There are different prostate cancer chemotherapy drugs used for treatment.The most common are docetaxel and carbazitaxel. Rarely, a drug called mitozantrone might be used. You can learn more about each of these below.
Docetaxel is commonly used as the first chemotherapy drug for advanced prostate cancer. It may be combined with hormone therapy for men who have just been diagnosed with advanced prostate cancer that is hormone sensitive, and sometimes for locally advanced prostate cancer. It can also be used for men who have cancer that has stopped responding to hormone therapy, also known as castrate-resistant prostate cancer. It is usually given as an injection into your veins every 3 weeks and is typically well-tolerated. Some men see an improvement in symptoms while on treatment. It has also been shown to help some men live longer.

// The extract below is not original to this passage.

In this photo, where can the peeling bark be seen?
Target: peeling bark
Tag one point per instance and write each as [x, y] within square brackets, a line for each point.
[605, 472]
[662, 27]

While on docetaxel, it’s important to closely monitor for signs of infection as your white blood cell count may go low. Some men experience a white cell count low enough to need medical attention.
You might be offered cabazitaxel if you have advanced prostate cancer that has stopped responding to hormone therapy and you've already had docetaxel.

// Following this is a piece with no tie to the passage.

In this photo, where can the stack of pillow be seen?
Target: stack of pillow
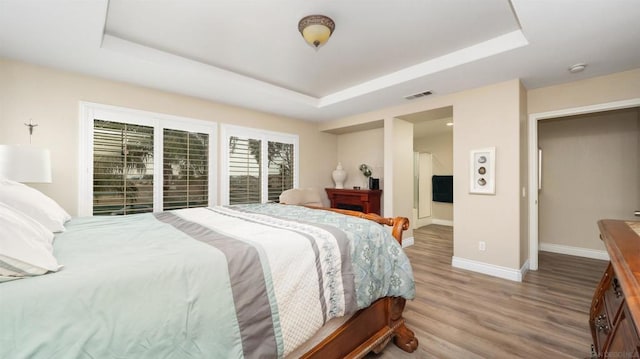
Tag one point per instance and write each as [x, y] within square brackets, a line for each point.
[28, 221]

Cabazitaxel is typically used as a second defense after docetaxel has been tried but the cancer has continued to progress. As with docetaxel, cabazitaxel cannot cure the prostate cancer, but can help prolong life and reduce symptoms. It’s also usually given as an injection in your veins, every 3 weeks.
Mitoxantrone is used to treat advanced prostate cancer that has stopped responding to hormone therapy. It is rarely used now. However, it may be offered if your doctor thinks you may not tolerate the side effects of docetaxel well. Your doctor will make that judgement based on your level of fitness and any other health issues you may have.

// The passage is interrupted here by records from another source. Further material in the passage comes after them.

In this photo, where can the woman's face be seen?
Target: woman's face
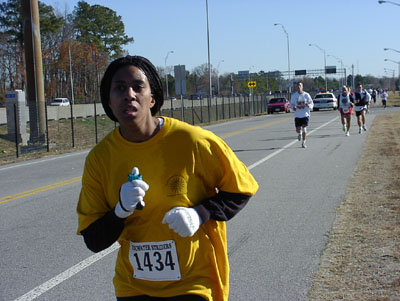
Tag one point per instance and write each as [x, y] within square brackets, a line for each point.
[130, 96]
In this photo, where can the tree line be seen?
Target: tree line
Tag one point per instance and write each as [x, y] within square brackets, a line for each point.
[85, 40]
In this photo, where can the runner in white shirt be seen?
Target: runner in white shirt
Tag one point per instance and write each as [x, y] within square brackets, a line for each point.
[301, 103]
[345, 103]
[361, 99]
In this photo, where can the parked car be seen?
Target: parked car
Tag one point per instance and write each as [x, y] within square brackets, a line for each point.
[278, 104]
[325, 101]
[196, 96]
[63, 102]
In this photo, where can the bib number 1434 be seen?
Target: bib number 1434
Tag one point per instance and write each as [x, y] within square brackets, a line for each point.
[155, 261]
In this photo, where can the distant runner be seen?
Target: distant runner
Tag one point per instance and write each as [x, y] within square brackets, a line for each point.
[384, 96]
[362, 99]
[301, 102]
[346, 103]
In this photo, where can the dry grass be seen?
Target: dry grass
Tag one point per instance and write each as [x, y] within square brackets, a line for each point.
[362, 258]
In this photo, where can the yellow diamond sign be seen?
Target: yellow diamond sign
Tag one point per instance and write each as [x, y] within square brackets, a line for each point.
[251, 84]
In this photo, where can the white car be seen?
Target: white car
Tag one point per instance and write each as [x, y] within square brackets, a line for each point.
[325, 101]
[63, 102]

What are some common side effects of chemotherapy for prostate cancer?
Chemotherapy targets cells that grow quickly, like cancer cells, and kills them off. Unfortunately, chemo can’t target cancer cells only, so it may kill healthy cells as well, causing side effects.
Everyone reacts differently to chemo as a prostate cancer treatment. Some people experience more severe side effects, while others find it pretty manageable. Your experience with chemo can be affected by other factors such as your level of fitness and any other health conditions you may have.
Fatigue or extreme tiredness.
Loss of appetite or nausea.
Hair thinning or loss.
Common side effects of chemotherapy include:
More bleeding and bruising than normal (due to low blood counts).
Bowel issues (usually looser bowel movements).
Changes in taste.
Changes in your nails.
Watery eyes or a runny nose.
Numbness or tingling in your hands and feet.
Fluid build-up in your body (fluid retention).
You might also experience:
Note: Most people do not get nausea or vomiting with the chemotherapy used to treat prostate cancer. But if you do, your health care team will provide you with medications to help prevent and control this.
What can help with chemotherapy side effects?
Getting good rest, eating well, and having an exercise program are key. Your health care team may be able to refer you to a cancer support exercise program or an exercise physiologist to create or look over your exercise plan. They can also recommend a dietitian to make sure you’re eating the right foods.
Your doctor can also prescribe medications to help make your side effects more manageable. Be sure to talk to your care team if any of them become a problem for you.
If you're feeling very ill from chemo, call the contact numbers your cancer care team would have given you to reach them during the day or emergency contacts during the evenings. If you cannot reach anyone, call an ambulance or go to the nearest hospital emergency room.
Watch for infections
Going through chemo can mean your body is not able to fight off infections very well. This is because the number of white blood cells that help fight infections will be lowered by the chemo drugs. If the number of white blood cells becomes very low, you could get a serious infection. Signs of infection include a change in temperature, sore throat, chills, sweating or generally feeling unwell.